プラセンタ注射は、更年期に効果があるのでしょうか?
それでは、更年期障害の治療として用いられるプラセンタ注射について、その効果や確認しておきたいポイントなどを、詳しくお話しますね。
プラセンタ注射とは?
プラセンタとは胎盤のこと。
化粧品やサプリメントなどに配合されているプラセンタは、豚や馬・羊などの胎盤から有効成分を抽出したプラセンタエキスが原料になっています。
更年期障害の治療に用いられるプラセンタ注射は、ヒト由来の胎盤から抽出されたプラセンタエキスが原料となっており、医療機関でのみ投与が可能です。
プラセンタ注射には2種類ある
プラセンタ注射の注射剤には、「メルスモン」と「ラエンネック」の2種類があり、いずれも厚生労働省から医薬品として認可されています。
更年期障害の治療に用いられるのは、メルスモン社製の「メルスモン(注射剤)」です。
1)メルスモン(注射剤)-メルスモン社製
効能・効果:更年期障害・乳汁分泌不全
2)ラエンネック(注射剤)-日本生物製剤社製
効能・効果:慢性肝疾患における肝機能の改善
なお、更年期障害などの治療として提供されているメルスモン注射剤については、2024年2月中旬頃まで事務的な手続きのために出荷停止となっており、長期的にメルスモン注射剤が供給できない状況になっています。

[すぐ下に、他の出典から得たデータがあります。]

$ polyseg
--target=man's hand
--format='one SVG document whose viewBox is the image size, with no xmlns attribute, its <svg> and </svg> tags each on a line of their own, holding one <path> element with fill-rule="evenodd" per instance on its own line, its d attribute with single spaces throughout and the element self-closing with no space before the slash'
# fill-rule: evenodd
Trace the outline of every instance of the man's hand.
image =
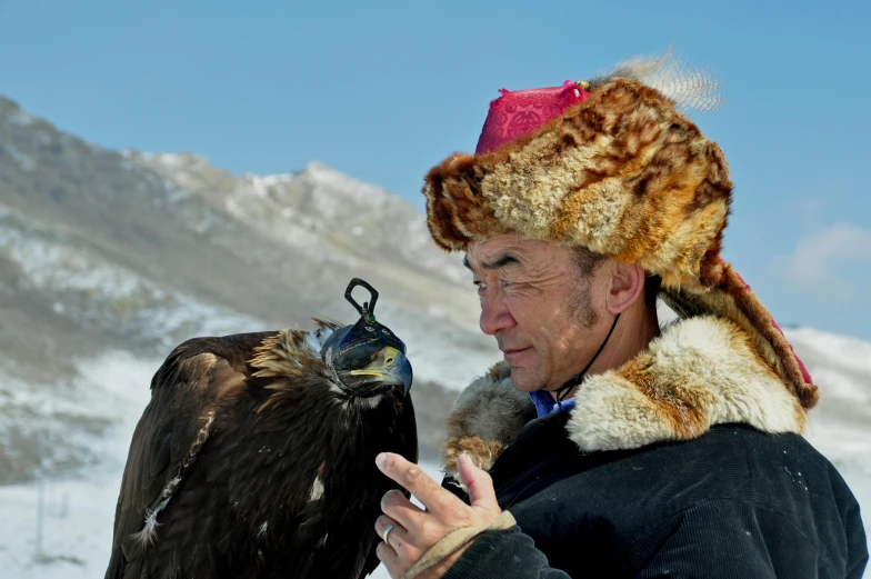
<svg viewBox="0 0 871 579">
<path fill-rule="evenodd" d="M 502 512 L 490 475 L 474 466 L 465 455 L 458 459 L 457 469 L 469 489 L 471 506 L 441 488 L 420 467 L 399 455 L 382 452 L 376 458 L 376 465 L 426 507 L 421 510 L 398 490 L 387 492 L 381 499 L 384 515 L 376 521 L 376 531 L 383 539 L 384 530 L 392 527 L 388 535 L 389 543 L 379 543 L 376 552 L 393 579 L 401 579 L 430 547 L 449 532 L 463 527 L 487 526 Z M 423 577 L 437 579 L 443 576 L 460 553 L 462 550 Z"/>
</svg>

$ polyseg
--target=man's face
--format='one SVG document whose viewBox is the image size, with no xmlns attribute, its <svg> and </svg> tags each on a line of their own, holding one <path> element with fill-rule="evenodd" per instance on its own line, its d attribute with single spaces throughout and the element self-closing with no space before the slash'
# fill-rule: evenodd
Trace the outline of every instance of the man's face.
<svg viewBox="0 0 871 579">
<path fill-rule="evenodd" d="M 481 298 L 481 330 L 495 337 L 518 389 L 554 390 L 583 369 L 607 333 L 601 326 L 610 326 L 602 268 L 514 234 L 471 244 L 465 263 Z"/>
</svg>

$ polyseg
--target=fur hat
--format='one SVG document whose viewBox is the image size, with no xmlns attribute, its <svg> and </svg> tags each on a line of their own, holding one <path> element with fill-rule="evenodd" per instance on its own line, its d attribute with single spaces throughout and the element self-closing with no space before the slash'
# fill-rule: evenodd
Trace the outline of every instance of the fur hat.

そのため、更年期障害でプラセンタ注射を検討している方は、ホルモン補充療法や漢方療法などのプラセンタ注射とは別の治療方法も検討されてみてくださいね。
プラセンタ注射の更年期への効果
プラセンタ注射には、更年期の不調に対して、次のような効果が動物実験などから認められています。
- ホルモンバランスを整える作用(内分泌調整作用)
- 自律神経のバランスを整える作用(自律神経調整作用)
- 基礎代謝を上げる作用
- 血行を促進する作用
- 疲労回復する作用
- 免疫力を活性化する作用
- 体質改善作用
プラセンタ注射を定期的に投与することで、上記を含めたさまざまな作用が複合的に働き、更年期の不調緩和に作用していきます。
更年期以外でのプラセンタ注射の効果
プラセンタ注射は、更年期障害の治療薬としてだけでなく、さまざまな医療現場で治療薬として用いられており、次のような効果が認められています。

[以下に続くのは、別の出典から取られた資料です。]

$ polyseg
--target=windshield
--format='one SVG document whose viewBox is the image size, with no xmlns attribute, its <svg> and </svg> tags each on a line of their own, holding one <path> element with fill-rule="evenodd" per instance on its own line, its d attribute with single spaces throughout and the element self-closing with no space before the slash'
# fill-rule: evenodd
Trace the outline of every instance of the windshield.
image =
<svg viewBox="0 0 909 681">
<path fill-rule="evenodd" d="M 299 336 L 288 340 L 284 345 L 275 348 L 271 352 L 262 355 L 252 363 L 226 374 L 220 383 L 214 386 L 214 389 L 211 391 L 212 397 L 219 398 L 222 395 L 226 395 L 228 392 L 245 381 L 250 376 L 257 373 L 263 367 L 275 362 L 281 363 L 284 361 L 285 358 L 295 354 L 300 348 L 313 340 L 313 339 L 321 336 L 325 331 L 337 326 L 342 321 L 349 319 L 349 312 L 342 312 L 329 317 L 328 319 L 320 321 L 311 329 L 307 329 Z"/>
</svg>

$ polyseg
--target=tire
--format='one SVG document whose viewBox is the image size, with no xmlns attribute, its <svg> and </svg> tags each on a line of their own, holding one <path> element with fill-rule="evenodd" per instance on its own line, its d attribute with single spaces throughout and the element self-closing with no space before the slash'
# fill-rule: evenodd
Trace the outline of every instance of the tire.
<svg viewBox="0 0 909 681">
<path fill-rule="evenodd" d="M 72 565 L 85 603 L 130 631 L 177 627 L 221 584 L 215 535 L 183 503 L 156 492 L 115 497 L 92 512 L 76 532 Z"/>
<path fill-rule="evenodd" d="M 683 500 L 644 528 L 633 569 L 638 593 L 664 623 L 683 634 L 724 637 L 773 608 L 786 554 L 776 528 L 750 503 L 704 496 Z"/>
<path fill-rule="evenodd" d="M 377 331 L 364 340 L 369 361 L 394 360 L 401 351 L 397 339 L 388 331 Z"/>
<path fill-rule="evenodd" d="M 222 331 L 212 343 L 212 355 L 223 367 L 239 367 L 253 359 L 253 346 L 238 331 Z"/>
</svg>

- 老化の原因となる活性酸素を除去する作用(活性酸素除去作用)
- シミ、シワ、ニキビなどを抑制し、美白を促す作用(美肌促進作用)
- 肝臓の働きを強化する作用(強肝・解毒作用)
- 乳汁分泌促進作用
- アレルギーを抑える作用
医療機関では、自律神経の調節、生理痛の緩和、肝機能の改善等の治療を目的として、プラセンタ注射が使用されています。
また美容クリニックでは、シワ・シミの予防・美白・アンチエイジングなどを目的として、プラセンタ注射が使用されています。
プラセンタ注射を受ける際の注意点
更年期障害の治療を目的としてプラセンタ注射を投与する場合は、保険適用されますが、保険適用の対象は45歳~59歳の女性に限られています。
また個人差はありますが、プラセンタ注射の効果を保つために、週に1~3回程度、定期的にプラセンタ注射を継続する必要があります。
そのため、定期的な通院に対して時間的な余裕を考慮しておく必要があるでしょう。
その他、プラセンタ注射をすると献血ができなくなるので、定期的に献血を行っている方は注意が必要です。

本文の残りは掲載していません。